Dunia kreatifitas dalam bidang broadcastingdan reklame pun demikian 'gila!' Bahkan telah melampaui garis batas norma-norma etika. Di Amerika persaingan iklan antara produk soft-drink (Coca Cola dan Pepsi) menjadi contohnya (www.youtube.com). Di mana antar produsen tersebut saling serang dan saling merendahkan. Dunia kreatifitas yang tak mengindahkan nilai etika semacam itu bukan tak mungkin suatu saat masuk ke Indonesia dalam bentuk-bentuk yang lebih parah.

Perkembangan teknologi digital juga merambah dan menjangkiti dalam dunia sosial politik.
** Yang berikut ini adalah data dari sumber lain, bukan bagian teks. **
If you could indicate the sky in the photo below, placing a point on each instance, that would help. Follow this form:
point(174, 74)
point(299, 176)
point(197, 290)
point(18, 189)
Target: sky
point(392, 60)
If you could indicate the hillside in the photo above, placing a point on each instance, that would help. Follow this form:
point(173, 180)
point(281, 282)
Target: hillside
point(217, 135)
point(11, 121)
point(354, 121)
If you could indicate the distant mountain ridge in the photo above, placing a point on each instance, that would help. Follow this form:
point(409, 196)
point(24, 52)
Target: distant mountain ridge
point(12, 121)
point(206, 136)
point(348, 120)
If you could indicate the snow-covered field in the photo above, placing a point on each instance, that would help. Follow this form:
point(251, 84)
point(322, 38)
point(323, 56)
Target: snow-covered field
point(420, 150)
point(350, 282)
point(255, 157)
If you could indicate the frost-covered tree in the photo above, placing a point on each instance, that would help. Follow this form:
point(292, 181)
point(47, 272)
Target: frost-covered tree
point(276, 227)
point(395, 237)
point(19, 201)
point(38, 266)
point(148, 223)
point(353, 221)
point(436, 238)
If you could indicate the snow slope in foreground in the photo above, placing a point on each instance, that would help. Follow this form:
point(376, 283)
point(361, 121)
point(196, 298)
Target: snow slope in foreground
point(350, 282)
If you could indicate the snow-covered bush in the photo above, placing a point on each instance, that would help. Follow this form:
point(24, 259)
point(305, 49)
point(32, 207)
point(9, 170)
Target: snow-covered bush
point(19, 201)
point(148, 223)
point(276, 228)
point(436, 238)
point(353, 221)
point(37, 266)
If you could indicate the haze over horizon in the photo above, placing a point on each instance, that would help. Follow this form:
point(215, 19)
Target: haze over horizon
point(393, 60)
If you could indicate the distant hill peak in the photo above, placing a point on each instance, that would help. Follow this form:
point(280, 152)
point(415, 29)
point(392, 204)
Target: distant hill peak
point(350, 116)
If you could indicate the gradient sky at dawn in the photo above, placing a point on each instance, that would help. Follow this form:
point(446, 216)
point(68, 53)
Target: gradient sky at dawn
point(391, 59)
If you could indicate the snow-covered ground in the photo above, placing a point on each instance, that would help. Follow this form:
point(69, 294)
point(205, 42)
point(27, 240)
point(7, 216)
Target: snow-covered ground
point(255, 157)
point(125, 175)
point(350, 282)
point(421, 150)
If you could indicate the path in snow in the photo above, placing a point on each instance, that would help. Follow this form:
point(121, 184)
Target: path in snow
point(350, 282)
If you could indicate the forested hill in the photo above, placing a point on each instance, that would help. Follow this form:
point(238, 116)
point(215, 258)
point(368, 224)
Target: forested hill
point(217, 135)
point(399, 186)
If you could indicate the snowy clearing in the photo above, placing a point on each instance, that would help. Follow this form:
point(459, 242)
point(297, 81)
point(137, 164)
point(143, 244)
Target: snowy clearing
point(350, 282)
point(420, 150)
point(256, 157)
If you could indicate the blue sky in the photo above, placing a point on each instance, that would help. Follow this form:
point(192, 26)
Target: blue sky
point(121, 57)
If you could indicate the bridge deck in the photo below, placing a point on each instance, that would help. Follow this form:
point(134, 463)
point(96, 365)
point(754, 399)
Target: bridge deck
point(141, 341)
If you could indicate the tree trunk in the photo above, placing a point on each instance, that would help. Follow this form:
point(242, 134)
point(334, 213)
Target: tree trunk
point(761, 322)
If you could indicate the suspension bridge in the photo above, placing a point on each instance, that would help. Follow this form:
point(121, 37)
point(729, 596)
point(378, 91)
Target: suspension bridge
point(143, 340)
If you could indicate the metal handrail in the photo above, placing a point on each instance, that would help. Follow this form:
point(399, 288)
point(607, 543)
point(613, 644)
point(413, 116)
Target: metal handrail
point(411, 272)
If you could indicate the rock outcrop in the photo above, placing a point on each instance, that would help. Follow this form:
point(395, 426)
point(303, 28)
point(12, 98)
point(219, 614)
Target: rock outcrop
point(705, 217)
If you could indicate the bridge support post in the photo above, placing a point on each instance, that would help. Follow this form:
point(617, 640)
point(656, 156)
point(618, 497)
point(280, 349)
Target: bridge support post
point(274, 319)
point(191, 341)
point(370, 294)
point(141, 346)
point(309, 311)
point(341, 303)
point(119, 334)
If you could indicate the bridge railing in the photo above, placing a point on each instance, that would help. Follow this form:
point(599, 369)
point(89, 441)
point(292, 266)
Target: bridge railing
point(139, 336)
Masih belum lenyap dalam ingatan kita tentang Pilkada DKI. Bagaimana sebuah berita disajikan oleh media massa dengan framing. Membingkai sebuah peristiwa dengan sudut pandang tertentu, dengan menggunakan diksi-diksi tertentu pula dan untuk tujuan-tujuan politis. 

Menurut saya framing adalah kejahatan yang dikemas dengan halus. Mengapa demikian, karena media massa era sekarang ini menjadi referensi yang cukup populer di kalangan publik, dan acap kali menjadi referensi setiap orang yang kemudian melahirkan pandangan-pandangan atau asumsi-asumsi yang mengikuti arah framing yang telah dibentuk. Padahal framing kebanyakan lebih condong kepada subyektifitas dan ada unsur pembelokan fakta empiris. Bahkan secara ekstrim mengarah pada berita bohong. Jika framing telah melewati batas-batas kebenaran empiris, maka berita tersebut telah memasuki ruang kebohongan publik alias hoax.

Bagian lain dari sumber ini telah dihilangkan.